Ex-media mogul and ex-con Conrad Black is doing press for his new book A Matter of Principle, and to watch him skewer the biased media who try to corner him is heavenly. I haven’t seen balls like this since Bill Buckley threatened to “plaster” Gore Vidal. When Britain’s Sky News called him a “convicted fraudster,” he told the reporter to “Stop being such a jackass.” When the irritatingly smug BBC repeated the allegation he discussed smashing in the journalist’s face.

He’s like the opposite of Warren Buffett. Where Buffett tells us he has it too easy and has been “coddled long enough,” Lord Black of Crossharbour insists it is he who is doing the coddling and tells a UK audience, “Ninety-nine per cent of the people subjected to the provocations and allegations and false charges and defamations that I have would have responded with a much shorter fuse.”

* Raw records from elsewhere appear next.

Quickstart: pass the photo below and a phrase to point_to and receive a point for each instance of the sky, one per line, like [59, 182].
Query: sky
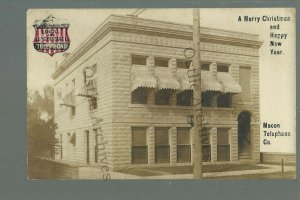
[277, 73]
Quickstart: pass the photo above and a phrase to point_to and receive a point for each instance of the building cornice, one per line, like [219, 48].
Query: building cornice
[114, 23]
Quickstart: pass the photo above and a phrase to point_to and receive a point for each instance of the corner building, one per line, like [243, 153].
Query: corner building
[122, 98]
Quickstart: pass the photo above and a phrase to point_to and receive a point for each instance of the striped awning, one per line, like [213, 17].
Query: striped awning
[208, 81]
[183, 79]
[69, 99]
[228, 83]
[142, 77]
[165, 79]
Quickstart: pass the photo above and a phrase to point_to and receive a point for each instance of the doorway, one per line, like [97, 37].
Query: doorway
[244, 136]
[87, 147]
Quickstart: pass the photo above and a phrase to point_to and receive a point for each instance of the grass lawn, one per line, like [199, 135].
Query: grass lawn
[154, 171]
[275, 175]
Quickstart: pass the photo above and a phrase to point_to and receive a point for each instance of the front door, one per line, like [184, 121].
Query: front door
[244, 136]
[87, 147]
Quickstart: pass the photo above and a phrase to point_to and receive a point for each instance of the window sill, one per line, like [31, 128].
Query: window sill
[177, 107]
[160, 106]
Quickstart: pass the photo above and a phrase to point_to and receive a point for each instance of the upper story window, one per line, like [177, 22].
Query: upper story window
[161, 62]
[93, 104]
[139, 96]
[67, 88]
[73, 83]
[184, 98]
[163, 97]
[224, 100]
[73, 111]
[183, 145]
[207, 99]
[222, 68]
[138, 60]
[183, 64]
[205, 66]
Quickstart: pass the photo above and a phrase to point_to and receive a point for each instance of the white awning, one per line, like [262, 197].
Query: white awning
[165, 79]
[208, 81]
[141, 77]
[228, 83]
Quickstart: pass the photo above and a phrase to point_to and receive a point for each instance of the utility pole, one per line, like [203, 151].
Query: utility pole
[197, 98]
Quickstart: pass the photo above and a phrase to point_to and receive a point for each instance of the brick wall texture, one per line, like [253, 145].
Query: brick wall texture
[112, 53]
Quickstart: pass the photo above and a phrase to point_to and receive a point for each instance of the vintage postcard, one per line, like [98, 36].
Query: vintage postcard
[193, 93]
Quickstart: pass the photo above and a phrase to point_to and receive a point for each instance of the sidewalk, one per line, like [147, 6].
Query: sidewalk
[270, 169]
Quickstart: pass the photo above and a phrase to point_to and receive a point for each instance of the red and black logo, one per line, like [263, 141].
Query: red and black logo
[51, 35]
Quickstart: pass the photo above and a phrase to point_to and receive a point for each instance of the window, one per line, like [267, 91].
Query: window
[93, 103]
[138, 60]
[183, 64]
[224, 101]
[96, 145]
[72, 139]
[73, 84]
[163, 97]
[205, 66]
[206, 147]
[245, 76]
[60, 146]
[185, 98]
[162, 147]
[222, 68]
[139, 146]
[161, 62]
[139, 96]
[207, 99]
[223, 146]
[73, 111]
[183, 145]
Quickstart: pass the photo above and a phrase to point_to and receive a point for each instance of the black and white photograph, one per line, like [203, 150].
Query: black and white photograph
[161, 93]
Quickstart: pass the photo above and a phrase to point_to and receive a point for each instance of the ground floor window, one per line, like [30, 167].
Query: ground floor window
[139, 146]
[162, 147]
[206, 146]
[183, 145]
[223, 145]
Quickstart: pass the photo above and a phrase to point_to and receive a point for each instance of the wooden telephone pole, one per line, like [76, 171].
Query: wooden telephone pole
[197, 99]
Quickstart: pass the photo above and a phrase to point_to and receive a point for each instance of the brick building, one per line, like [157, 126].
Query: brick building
[123, 96]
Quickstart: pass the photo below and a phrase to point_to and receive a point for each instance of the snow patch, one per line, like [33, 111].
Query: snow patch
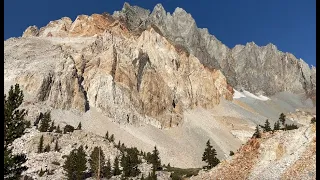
[238, 95]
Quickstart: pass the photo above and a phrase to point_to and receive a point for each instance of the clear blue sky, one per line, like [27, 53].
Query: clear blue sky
[289, 24]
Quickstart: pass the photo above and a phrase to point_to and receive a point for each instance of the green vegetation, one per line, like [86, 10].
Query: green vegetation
[79, 126]
[97, 162]
[68, 128]
[52, 127]
[266, 127]
[41, 173]
[276, 126]
[130, 162]
[14, 127]
[282, 119]
[257, 133]
[178, 173]
[47, 148]
[58, 130]
[209, 156]
[106, 170]
[290, 126]
[40, 147]
[231, 153]
[45, 121]
[116, 169]
[313, 120]
[56, 147]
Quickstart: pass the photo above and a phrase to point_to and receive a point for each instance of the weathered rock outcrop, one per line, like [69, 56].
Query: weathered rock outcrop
[282, 155]
[257, 69]
[96, 62]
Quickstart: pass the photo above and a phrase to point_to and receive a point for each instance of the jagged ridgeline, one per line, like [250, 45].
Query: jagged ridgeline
[138, 65]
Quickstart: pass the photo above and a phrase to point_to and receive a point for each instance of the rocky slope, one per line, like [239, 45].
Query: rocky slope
[52, 161]
[282, 155]
[152, 79]
[133, 79]
[257, 69]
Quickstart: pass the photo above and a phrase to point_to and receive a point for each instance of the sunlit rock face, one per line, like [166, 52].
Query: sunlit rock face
[96, 61]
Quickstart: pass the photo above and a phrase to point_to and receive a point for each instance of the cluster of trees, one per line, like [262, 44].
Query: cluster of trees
[129, 159]
[209, 156]
[47, 147]
[45, 120]
[14, 127]
[279, 125]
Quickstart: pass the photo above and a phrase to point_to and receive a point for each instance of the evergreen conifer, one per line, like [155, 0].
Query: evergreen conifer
[40, 147]
[97, 162]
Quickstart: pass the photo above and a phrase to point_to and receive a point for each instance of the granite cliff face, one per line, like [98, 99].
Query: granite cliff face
[257, 69]
[96, 61]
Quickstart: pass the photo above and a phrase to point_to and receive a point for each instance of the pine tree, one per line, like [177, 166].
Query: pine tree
[56, 147]
[231, 153]
[40, 147]
[68, 128]
[47, 148]
[313, 120]
[276, 126]
[14, 127]
[107, 170]
[111, 138]
[52, 127]
[209, 156]
[13, 164]
[75, 165]
[130, 162]
[79, 126]
[155, 159]
[44, 124]
[107, 136]
[41, 173]
[267, 127]
[116, 169]
[257, 133]
[58, 129]
[282, 119]
[97, 161]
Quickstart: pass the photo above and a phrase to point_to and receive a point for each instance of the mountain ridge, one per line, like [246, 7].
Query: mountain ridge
[267, 64]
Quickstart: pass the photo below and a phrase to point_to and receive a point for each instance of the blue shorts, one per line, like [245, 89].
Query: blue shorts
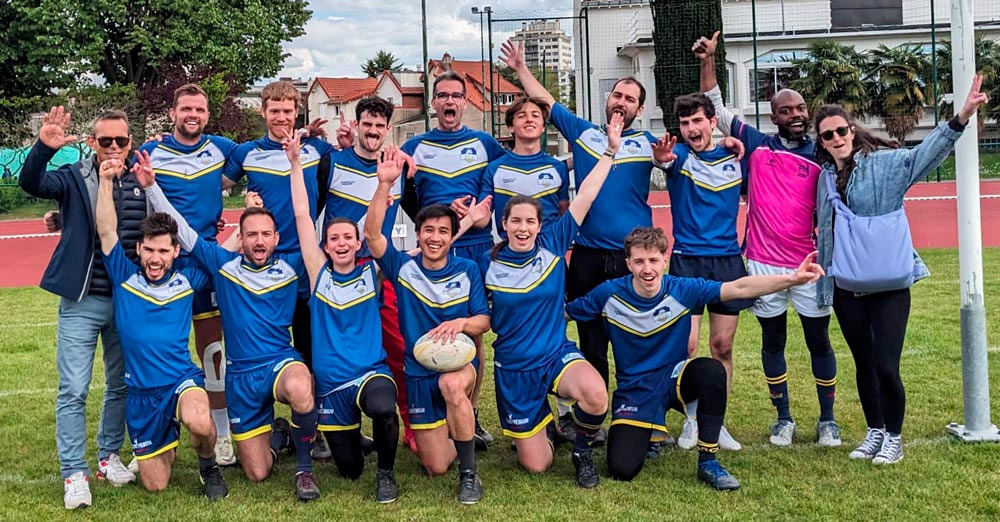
[643, 401]
[722, 268]
[153, 416]
[250, 395]
[522, 401]
[205, 304]
[340, 409]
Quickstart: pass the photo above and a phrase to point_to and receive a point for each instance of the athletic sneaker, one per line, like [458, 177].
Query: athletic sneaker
[76, 491]
[586, 471]
[782, 432]
[891, 451]
[712, 473]
[689, 434]
[566, 429]
[386, 489]
[871, 445]
[306, 487]
[828, 434]
[321, 449]
[215, 485]
[470, 489]
[727, 442]
[224, 454]
[111, 469]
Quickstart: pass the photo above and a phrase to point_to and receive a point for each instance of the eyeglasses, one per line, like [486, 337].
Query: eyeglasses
[443, 96]
[121, 141]
[841, 131]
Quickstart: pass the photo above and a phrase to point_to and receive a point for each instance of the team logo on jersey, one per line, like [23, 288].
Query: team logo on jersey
[453, 288]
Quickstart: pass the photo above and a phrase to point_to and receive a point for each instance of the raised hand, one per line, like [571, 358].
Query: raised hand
[663, 149]
[704, 48]
[975, 100]
[54, 127]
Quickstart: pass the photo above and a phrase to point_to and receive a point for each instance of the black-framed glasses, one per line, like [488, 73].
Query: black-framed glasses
[841, 131]
[121, 141]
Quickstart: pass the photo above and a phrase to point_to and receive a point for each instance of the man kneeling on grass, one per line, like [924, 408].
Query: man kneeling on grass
[153, 315]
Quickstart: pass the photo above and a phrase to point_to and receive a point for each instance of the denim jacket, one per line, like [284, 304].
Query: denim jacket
[876, 187]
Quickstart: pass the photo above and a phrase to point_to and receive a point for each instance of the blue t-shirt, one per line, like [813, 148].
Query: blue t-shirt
[191, 178]
[537, 175]
[647, 335]
[450, 165]
[346, 329]
[353, 181]
[257, 303]
[527, 291]
[622, 203]
[427, 298]
[705, 201]
[153, 320]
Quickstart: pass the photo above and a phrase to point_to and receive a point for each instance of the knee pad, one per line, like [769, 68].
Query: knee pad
[214, 382]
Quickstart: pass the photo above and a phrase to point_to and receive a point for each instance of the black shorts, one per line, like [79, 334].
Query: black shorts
[723, 268]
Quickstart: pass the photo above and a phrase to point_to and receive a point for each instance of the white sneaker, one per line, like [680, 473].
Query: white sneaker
[112, 470]
[76, 491]
[727, 442]
[871, 445]
[828, 434]
[782, 433]
[224, 455]
[689, 434]
[891, 451]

“We’ve learned to love to hate the rich.”

Black refused to settle out of court and he won’t allow reporters to defame him with any false accusations. Finally we find a “stupid white man” who’s smart enough to see through the jealousy behind that narrative. If someone made it in America, God bless them. That’s good for all of us. As the tattoo on my right arm says, “Luxury employ’d a million of the poor/and odious pride a million more.” That’s right, America, Canada, and Britain: It’s OK to win. 

The new Western world is a place where amateurs reign supreme and to be successful is to be guilty of ripping off the losers. It wasn’t always that way. Einstein and Steve Jobs were dropouts. America itself is a European dropout, but Uncle Sam became successful. So did fellow dropout Conrad Black. We seem to have forgotten that part instead of seeing the amateur as a phase on the path to victory.

Even our president is a permanent rookie. In Edward Klein’s blistering Obama biography The Amateur, he quotes fellow New York Times dropout William Safire:

Because there are a great many more amateurs than pros, the public image of the amateur is that of a fresh-faced, civic minded citizen out to do battle for a cause he believes in, versus the cigar-chomping image of the public professional.

With a modern education that promotes platitudes and discourages dissension, amateurs have never been more numerous. That means it’s a dark time for anyone who happens to have their shit together.

You’d think a country whose values are built on life, liberty, and the pursuit of happiness would be pleased when someone actually pulls it off, but unless he made his fortune entertaining us with movies or music, he’s a pariah.